This is the second piece that I wrote for our local news bulletin. I’ve added a few extra photos and slightly embellished the text. I hope you enjoy …
Dear Reader
I spent over one year diligently learning Spanish on Duolingo for my trip away. I had two weeks with my family, and I wanted to be able to read basic signage and have a simple chat with the people I met. Of our two grandchildren, the youngest, Master 2 (soon to be 3), understood English but rarely spoke it. The elder, Master 4, was a confident duo linguist: English, and not Spanish, but Catalan. I’m not going to cover the separatist relationship between the Catalan province of Spain and the rest of the country, but needless to say, it is a very real thing. Everywhere I visited, from small villages to larger towns, the pride of being a Catalan citizen was evident. Catalan flags were displayed from many windows, and Spanish was not spoken in shops, supermarkets, schools, or cafés. (Even though Spanish is the official language and a compulsory school curriculum subject from around 10 years of age.) My grandchildren did not speak or learn Spanish in their ‘school’ and did not speak it at home. Our son, who is almost fluent in Catalan, does not speak or understand Spanish. So much for that brilliant idea of mine, it was completely and utterly redundant!
Our family live in a small village of 200 registered inhabitants. Of those 200, many are casual residents; only around 80 people live there permanently. The village is about an hour’s drive North-West of Barcelona (87km), set off the main road on a hilly outcrop. The streets have been recently resealed to remove the uneven cobblestones and provide a smooth surface – great for kids on bikes and wheelie things! The buildings are mostly two or three stories tall, side by side, with thick earthen walls and doors that open right onto the calle, or street. The church has had worshippers since the 1020 somethings. History is very evident in every step you take and every breath you take.

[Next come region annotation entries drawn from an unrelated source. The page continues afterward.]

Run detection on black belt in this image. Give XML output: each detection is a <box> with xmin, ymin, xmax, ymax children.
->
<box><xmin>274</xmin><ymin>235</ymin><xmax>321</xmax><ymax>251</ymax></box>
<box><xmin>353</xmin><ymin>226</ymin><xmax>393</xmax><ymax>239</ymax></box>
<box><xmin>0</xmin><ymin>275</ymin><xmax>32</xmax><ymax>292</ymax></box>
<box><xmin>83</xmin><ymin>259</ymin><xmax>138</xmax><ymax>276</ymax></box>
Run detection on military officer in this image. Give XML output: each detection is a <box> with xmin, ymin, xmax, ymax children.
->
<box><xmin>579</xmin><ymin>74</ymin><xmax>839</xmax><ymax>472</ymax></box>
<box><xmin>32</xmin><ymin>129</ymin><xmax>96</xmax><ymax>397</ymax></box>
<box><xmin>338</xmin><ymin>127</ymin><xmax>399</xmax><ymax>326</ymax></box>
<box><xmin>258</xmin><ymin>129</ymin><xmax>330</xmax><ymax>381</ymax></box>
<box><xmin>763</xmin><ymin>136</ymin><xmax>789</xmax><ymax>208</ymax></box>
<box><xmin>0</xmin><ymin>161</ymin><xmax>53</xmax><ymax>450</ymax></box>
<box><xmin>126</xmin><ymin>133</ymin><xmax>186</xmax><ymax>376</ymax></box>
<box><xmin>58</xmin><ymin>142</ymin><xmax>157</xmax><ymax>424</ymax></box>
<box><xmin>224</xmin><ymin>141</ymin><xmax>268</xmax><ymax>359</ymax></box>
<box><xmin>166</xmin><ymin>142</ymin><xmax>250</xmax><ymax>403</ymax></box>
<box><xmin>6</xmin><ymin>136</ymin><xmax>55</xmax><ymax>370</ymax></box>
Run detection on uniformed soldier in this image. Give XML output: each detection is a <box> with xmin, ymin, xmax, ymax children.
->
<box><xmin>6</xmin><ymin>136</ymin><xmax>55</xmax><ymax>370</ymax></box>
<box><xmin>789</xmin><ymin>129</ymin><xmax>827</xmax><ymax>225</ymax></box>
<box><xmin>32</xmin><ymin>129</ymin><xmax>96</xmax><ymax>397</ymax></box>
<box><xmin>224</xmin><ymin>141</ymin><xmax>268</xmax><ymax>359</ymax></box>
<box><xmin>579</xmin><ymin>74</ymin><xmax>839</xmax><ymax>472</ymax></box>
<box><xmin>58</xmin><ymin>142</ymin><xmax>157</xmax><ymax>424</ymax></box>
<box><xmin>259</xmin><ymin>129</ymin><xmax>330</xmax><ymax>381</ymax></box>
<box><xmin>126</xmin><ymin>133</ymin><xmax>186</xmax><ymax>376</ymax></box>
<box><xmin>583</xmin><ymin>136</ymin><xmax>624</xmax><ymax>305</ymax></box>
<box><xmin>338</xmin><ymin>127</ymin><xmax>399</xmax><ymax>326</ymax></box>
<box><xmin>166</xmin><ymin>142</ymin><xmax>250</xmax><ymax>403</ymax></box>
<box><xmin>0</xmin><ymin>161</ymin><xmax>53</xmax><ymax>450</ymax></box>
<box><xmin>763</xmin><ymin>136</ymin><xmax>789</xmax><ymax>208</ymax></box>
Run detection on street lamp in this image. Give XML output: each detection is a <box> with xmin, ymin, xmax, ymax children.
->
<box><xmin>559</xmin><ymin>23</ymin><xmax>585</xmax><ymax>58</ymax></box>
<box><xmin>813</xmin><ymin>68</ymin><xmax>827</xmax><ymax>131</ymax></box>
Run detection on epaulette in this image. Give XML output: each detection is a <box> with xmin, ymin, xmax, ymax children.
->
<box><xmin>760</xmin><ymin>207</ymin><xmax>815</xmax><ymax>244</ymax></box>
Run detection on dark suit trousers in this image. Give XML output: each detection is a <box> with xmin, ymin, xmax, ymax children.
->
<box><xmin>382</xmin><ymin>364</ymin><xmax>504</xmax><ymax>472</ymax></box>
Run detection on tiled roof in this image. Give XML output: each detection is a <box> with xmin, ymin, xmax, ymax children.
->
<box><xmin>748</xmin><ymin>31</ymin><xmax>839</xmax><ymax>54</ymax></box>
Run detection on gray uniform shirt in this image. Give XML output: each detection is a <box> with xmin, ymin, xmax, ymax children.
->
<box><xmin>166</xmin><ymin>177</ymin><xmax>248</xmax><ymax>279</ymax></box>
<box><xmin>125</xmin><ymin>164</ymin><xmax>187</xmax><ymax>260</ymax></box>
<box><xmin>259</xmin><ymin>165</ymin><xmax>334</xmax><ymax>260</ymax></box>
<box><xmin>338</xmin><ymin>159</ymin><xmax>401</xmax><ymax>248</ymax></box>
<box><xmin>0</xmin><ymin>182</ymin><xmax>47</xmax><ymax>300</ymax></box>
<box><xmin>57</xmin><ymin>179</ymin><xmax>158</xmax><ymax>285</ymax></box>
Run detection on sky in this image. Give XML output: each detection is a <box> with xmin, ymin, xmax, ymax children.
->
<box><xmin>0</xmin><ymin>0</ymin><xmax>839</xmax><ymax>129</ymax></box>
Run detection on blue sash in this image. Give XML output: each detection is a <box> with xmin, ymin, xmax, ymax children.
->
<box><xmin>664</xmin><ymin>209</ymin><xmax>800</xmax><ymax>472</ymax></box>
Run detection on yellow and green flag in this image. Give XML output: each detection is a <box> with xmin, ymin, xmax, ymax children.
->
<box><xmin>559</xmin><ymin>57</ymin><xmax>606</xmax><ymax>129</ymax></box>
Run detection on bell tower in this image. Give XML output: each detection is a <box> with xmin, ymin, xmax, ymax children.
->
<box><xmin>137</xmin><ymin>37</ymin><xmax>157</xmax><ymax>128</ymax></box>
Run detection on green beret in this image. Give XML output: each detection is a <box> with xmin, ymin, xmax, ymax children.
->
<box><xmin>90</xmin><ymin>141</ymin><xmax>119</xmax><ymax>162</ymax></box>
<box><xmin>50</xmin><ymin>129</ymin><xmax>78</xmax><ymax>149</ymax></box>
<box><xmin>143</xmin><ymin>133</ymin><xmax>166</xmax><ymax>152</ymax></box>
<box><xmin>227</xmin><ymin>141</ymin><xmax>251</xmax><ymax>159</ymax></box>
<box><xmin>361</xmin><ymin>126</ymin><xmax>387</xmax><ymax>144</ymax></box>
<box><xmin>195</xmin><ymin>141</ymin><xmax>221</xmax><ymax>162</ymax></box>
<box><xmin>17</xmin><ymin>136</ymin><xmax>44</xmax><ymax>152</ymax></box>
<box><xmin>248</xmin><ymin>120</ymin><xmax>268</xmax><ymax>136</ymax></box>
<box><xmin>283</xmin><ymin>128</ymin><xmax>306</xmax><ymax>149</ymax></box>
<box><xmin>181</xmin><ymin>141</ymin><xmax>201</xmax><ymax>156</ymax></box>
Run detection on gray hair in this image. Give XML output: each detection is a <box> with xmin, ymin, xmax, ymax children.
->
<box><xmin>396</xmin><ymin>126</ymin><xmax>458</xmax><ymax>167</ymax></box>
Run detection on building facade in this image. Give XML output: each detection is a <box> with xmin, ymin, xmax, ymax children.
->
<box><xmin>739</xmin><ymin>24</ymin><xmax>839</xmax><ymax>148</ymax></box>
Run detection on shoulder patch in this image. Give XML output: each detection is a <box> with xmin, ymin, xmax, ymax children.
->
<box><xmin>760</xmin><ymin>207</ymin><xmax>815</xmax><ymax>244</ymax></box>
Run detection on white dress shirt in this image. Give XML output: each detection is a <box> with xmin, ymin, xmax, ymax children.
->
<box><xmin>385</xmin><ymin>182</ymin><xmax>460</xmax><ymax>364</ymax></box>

Oh, the air! In the area of The Village and almost everywhere I travelled in the Catalan region, there are farms, but no animals to be seen. All the stock, cattle, pigs, goats, sheep, chickens, and horses are kept inside in purposefully built barns. The paddocks had very dry stubble when I was there, due to grain and canola harvests. For a rural Kiwi, this was an odd phenomenon, and I found myself constantly looking for livestock when we were out and about. I did see some horses and a few young cattle, but that was all.
Two paddocks down from the hill that The Village was set on was a pig farm. As soon as I arrived the odour of pigs was in my nostrils! It stayed my entire visit, sometimes a lot stronger than others. The hot, dry, sticky days with very little breeze were the worst! At times it was very intense but the locals didn’t seem to be bothered. It was never mentioned, not even by the children, I guess they were accustomed to it.
The day that my sister and I arrived it rained. There had not been any rain for a very long time and the land was parched. The calle, or street, very quickly filled with water and had a small rivulet running down its centre. People opened their front doors and stood in the shelter of the buildings and enjoyed the water as it poured off rooves and down the street. Master 2 was super excited! He very quickly shed all his clothes and proceeded to jump in puddles and play with abandonment. The fact that this wonderful event, (the rain), was credited to us, the foreigners from the Southern Hemisphere, gave us a wonderful entry into The Village, its people, and its life.